Last summer, Dr. Violeta Capric ’12 started the first year of her residency at SUNY Downstate Medical Center in Brooklyn.
Practicing medicine among the rich diversity of peoples and cultures at a large, urban hospital is a challenge she sought out, influenced and prepared by her experiences in the Wagner Plan curriculum.
Her First-Year Learning Community combined studies of English and political science. The students learned to advocate for political and social issues and served in local soup kitchens.
“It was a great experience, an eye-opening experience,” she recalls. “The best part about it is you get to do something that you never thought would be your strength, or that you wouldn’t have chosen for yourself.”
Capric embraced as many diverse experiences as she could fit into her schedule. She was a biology major and a chemistry minor, and she also took extensive coursework in anthropology, math, and art. “The more I took those other courses, the more I fell in love with them.

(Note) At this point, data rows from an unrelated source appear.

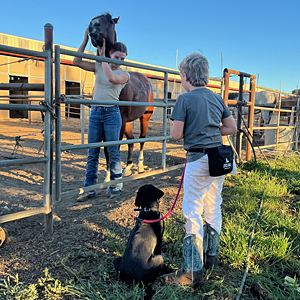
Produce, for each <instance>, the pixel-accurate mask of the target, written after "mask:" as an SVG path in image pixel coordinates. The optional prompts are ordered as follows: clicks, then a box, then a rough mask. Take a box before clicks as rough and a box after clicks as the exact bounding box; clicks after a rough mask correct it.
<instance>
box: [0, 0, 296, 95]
mask: <svg viewBox="0 0 300 300" xmlns="http://www.w3.org/2000/svg"><path fill="white" fill-rule="evenodd" d="M105 12H109V13H110V14H111V15H112V16H113V17H114V18H115V17H120V19H119V22H118V24H116V32H117V39H118V41H120V42H123V43H125V44H126V45H127V48H128V56H127V58H128V59H130V60H134V61H138V62H143V63H148V64H154V65H158V66H161V67H167V68H173V69H174V68H175V67H176V68H177V66H178V64H179V63H180V61H181V60H182V59H183V58H184V57H185V56H186V55H187V54H189V53H191V52H200V53H202V54H203V55H204V56H206V57H207V59H208V61H209V64H210V76H212V77H219V78H220V77H221V75H222V69H224V68H229V69H233V70H237V71H241V72H246V73H249V74H252V75H255V76H257V82H256V84H258V85H259V86H263V87H267V88H271V89H276V90H280V89H281V90H282V91H283V92H287V93H290V92H292V90H294V89H297V88H298V87H299V88H300V60H299V55H300V45H299V44H300V36H299V28H300V23H299V15H300V0H272V1H269V0H260V1H258V0H252V1H245V0H211V1H207V0H205V1H204V0H188V1H183V0H181V1H179V0H173V1H172V0H159V1H157V0H151V1H143V0H138V1H137V0H131V1H127V0H123V1H120V0H106V1H102V0H98V1H95V0H85V1H82V0H81V1H78V0H73V1H65V0H60V1H58V0H51V1H39V0H36V1H34V0H26V1H16V0H15V1H14V0H11V1H4V0H2V1H1V18H0V32H2V33H6V34H11V35H16V36H21V37H25V38H30V39H35V40H42V41H43V40H44V25H45V24H46V23H51V24H52V25H53V26H54V32H53V36H54V43H55V44H60V45H64V46H69V47H74V48H78V47H79V46H80V44H81V43H82V40H83V35H84V31H85V29H86V28H87V26H88V24H89V22H90V20H91V19H92V18H93V17H95V16H97V15H100V14H102V13H105ZM87 50H89V45H88V46H87ZM92 51H95V48H94V47H92ZM176 62H177V66H176ZM232 80H238V78H237V77H236V78H232ZM246 83H249V82H246Z"/></svg>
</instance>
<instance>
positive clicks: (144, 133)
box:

I couldn’t stop.”
After her sophomore year, she did a summer internship in medical research at Johns Hopkins, thanks to the Spiro-Hopkins Scholarship program; the summer after her junior year, she did research in medical archaeology in Peru with Professor Celeste Gagnon.

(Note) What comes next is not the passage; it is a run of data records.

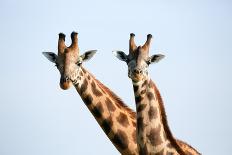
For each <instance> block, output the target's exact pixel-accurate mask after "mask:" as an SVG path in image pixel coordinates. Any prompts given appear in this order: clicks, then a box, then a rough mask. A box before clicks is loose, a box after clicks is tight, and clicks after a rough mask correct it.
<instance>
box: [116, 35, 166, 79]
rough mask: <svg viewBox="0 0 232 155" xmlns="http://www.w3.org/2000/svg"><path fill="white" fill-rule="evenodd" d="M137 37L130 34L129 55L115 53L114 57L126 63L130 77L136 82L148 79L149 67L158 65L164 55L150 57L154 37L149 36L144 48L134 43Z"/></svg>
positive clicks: (116, 51) (131, 78) (128, 73)
mask: <svg viewBox="0 0 232 155" xmlns="http://www.w3.org/2000/svg"><path fill="white" fill-rule="evenodd" d="M134 37H135V35H134V34H133V33H131V34H130V40H129V55H126V54H125V53H124V52H123V51H114V52H113V53H114V55H115V56H116V57H117V58H118V59H119V60H122V61H125V62H126V63H127V66H128V77H129V78H131V79H132V80H133V81H134V82H138V81H141V80H143V79H145V78H147V77H148V66H149V65H150V64H152V63H156V62H158V61H159V60H161V59H162V58H164V55H162V54H155V55H152V56H149V47H150V42H151V38H152V35H151V34H148V35H147V41H146V42H145V44H144V45H143V46H138V47H137V46H136V44H135V41H134Z"/></svg>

Many of her First-Year Learning Community friends were interested in politics, and they influenced her to become involved with student government. Ultimately, she served as the Student Government Association president during her senior year — while also doing her senior internship in public health outreach at Mount Sinai Hospital.
Her internship helped her get her first post-college job in genetic and genomic research at the Mount Sinai School of Medicine. After a couple of years in laboratory research, she realized that she wanted to work with patients, and she applied to medical school. In May 2018, she completed her M.D. at the Ross University School of Medicine.

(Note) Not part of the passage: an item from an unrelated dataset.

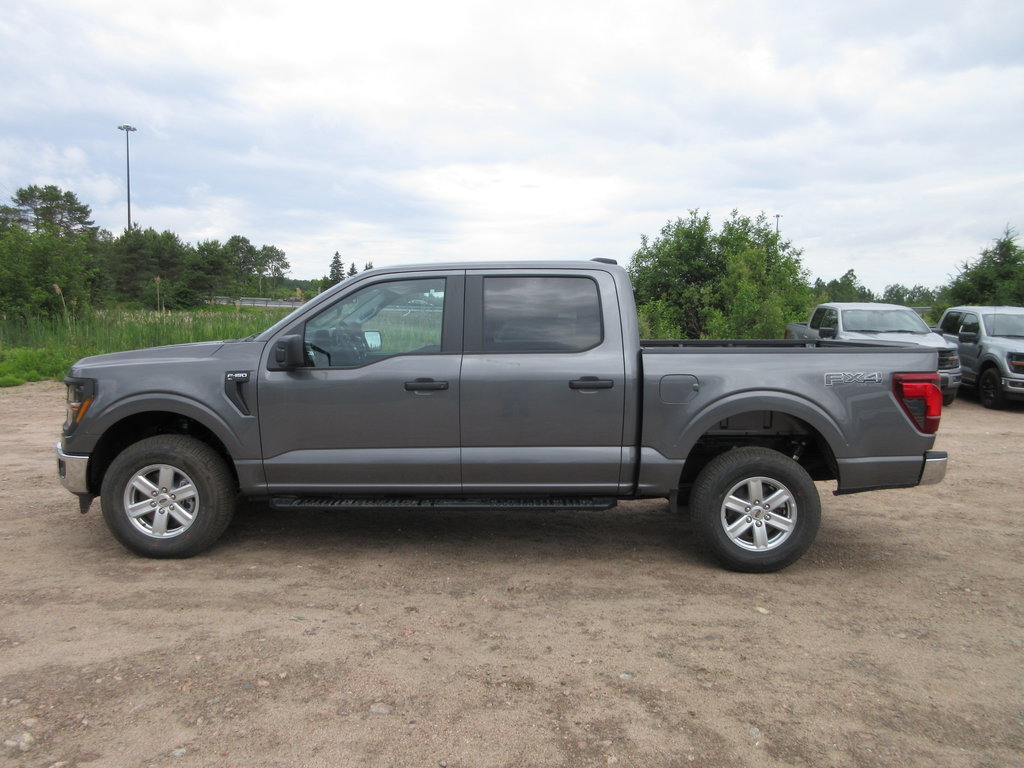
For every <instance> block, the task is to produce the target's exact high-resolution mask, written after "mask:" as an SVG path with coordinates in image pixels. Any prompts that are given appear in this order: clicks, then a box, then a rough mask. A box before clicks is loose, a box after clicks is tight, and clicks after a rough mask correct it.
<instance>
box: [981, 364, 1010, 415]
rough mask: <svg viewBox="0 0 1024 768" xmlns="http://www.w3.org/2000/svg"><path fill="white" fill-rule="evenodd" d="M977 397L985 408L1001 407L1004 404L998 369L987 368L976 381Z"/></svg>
mask: <svg viewBox="0 0 1024 768" xmlns="http://www.w3.org/2000/svg"><path fill="white" fill-rule="evenodd" d="M978 399H979V400H981V404H982V406H984V407H985V408H991V409H1001V408H1004V407H1005V406H1006V397H1004V395H1002V377H1001V376H1000V375H999V371H998V369H995V368H987V369H985V373H983V374H982V375H981V379H980V380H979V381H978Z"/></svg>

“I think very highly of a liberal arts education,” she concludes. “It helps shape you. … In the Learning Communities, you learn to branch out, whether you’re comfortable with it or not. You do it with friends. And in your Senior Learning Community, you do an internship. And for me and many of my friends, that internship turns into your first job. It might have been difficult to get without having the opportunity to put your foot in the door. So, it really does open a lot of doors to you as a student. You may not know what you want to do just yet, as an incoming freshman, but Wagner helps you find it.”